Since the September 11th catastrophe, I've been wondering if modern and contemporary art have anything to offer as a matter of solace, wisdom, or, at least, temporary distraction.

One such distraction, is a new exhibition at Santa Monica Museum of Art titled "Freestyle." It presents 28 emerging African American artists, most of them are born after the civil rights movement.

Organized earlier this year by Thelma Golden of the Studio Museum in Harlem, this exhibition represents her thesis on the new "post black" school of art. For me it is a rather confusing notion, considering that these artists are not happy being labeled as "black" artists. How can that be squared with their participation in the show exclusively drawn among African American participants? I don't know. As a whole, the exhibition has a lively diversity and good amount of energy. But none of the artists stands out in a crowd, though some of them are already represented by established galleries. What I was missing was the drama and controversy of the show organized by the same curator in 1995 at the Whitney titled "Black Male: Representation of Masculinity in Contemporary Art." It was seen later here at the Hammer and made people argue, made them angry, made them pay attention to art! The current exhibition, "Freestyle" at Santa Monica Museum of Art inspires none of this.

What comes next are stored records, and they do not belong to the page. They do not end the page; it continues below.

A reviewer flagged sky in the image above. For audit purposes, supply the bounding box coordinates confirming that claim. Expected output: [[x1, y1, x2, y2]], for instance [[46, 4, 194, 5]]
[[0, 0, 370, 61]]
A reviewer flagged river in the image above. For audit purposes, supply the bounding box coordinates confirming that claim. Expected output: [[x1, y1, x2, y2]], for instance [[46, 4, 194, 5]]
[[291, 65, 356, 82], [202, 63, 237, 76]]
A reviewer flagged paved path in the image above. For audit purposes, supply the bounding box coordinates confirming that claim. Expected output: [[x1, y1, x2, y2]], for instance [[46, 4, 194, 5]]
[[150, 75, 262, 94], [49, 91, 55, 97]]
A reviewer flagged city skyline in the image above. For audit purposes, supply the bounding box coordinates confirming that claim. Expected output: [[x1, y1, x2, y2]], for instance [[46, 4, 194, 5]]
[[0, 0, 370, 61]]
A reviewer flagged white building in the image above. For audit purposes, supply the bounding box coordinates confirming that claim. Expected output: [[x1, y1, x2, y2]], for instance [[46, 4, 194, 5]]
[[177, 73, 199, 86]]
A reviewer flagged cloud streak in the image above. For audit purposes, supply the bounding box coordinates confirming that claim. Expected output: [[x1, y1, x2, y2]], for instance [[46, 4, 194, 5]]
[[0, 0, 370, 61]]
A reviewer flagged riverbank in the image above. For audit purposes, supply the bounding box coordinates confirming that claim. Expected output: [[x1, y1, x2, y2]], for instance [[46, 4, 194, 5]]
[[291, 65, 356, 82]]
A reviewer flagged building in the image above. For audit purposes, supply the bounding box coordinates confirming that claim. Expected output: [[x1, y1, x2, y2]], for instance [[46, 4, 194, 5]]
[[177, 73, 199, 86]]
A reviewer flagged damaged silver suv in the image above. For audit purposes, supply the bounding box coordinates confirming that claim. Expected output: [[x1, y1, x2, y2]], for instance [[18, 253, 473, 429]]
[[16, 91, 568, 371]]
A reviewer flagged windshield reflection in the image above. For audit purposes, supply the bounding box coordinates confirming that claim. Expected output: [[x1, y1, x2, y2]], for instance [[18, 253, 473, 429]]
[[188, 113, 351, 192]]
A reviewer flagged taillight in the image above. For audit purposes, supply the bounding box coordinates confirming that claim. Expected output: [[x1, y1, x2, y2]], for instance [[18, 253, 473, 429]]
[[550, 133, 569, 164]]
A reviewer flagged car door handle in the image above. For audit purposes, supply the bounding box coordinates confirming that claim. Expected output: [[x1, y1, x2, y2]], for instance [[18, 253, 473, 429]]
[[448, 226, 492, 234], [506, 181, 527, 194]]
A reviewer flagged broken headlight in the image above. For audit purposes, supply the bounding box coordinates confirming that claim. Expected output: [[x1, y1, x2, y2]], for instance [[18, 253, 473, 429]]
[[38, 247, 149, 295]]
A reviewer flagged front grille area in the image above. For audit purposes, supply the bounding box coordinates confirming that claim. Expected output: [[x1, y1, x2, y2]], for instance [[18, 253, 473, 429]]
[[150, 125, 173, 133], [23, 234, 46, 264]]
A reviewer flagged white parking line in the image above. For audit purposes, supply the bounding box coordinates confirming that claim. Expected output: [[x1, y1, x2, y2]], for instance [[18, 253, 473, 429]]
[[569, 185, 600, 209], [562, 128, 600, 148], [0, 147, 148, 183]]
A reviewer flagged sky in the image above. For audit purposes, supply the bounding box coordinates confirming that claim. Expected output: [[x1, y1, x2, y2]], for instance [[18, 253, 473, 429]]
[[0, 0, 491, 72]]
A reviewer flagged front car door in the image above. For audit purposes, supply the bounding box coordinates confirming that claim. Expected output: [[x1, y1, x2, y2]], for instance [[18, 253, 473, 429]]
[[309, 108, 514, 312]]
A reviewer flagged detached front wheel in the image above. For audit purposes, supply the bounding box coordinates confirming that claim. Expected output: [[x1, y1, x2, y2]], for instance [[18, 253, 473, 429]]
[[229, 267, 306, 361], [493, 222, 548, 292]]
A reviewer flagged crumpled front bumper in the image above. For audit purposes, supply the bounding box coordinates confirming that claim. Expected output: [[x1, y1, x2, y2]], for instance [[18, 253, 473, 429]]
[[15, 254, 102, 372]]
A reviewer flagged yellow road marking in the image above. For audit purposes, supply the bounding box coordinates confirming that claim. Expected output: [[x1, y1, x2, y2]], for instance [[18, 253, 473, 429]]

Architecture continues to provide L.A. with its most uplifting news as far as art and culture are concerned. Since OTIS College of Art and Design relocated from the Mid-Wilshire area to a campus in Westchester near the LAX, I've been waiting to see how and when it was going to raise its profile. A week ago the College inaugurated a new Center for the Fine Arts built by renowned L.A. architect Fred Fisher and named after local philanthropists Bronya and Andy Galef. Architectural aficionados know Fisher for his fine new pavilion at the Long Beach Museum of Art, as well as the remodeling of Bergamot Station here and PS1 Center for Contemporary Art in NY, among other smart projects. His latest two story building for the OTIS College is both highly dramatic and disciplined. The building exudes young energy. Because the budget was limited, the materials used are inexpensive, but never come across as cheap. The building has an abundance of daylight and visually and physically connects with the outdoors in many unexpected ways. Next time going south on Lincoln Blvd. toward LAX look on your right after you cross Manchester Blvd. You will see a typical early 60's building whose fa-ade is decorated with concrete panels punctured with rectangular holes. Next to it is a gleaming silver box of the new Galef Art Center, which sits slightly at an angle toward the older structure. This new building is another feather in L.A.'s architectural cap.

Southern California is more than ever assuming the leading role of arbiter of cutting edge American architecture. Think of next year's completion of the Disney Hall by Frank Gehry and the Cathedral by Raphael Moneo. At a time when we especially need symbols of American strength, resolve, and ingenuity, these two upcoming great buildings fill me with hope.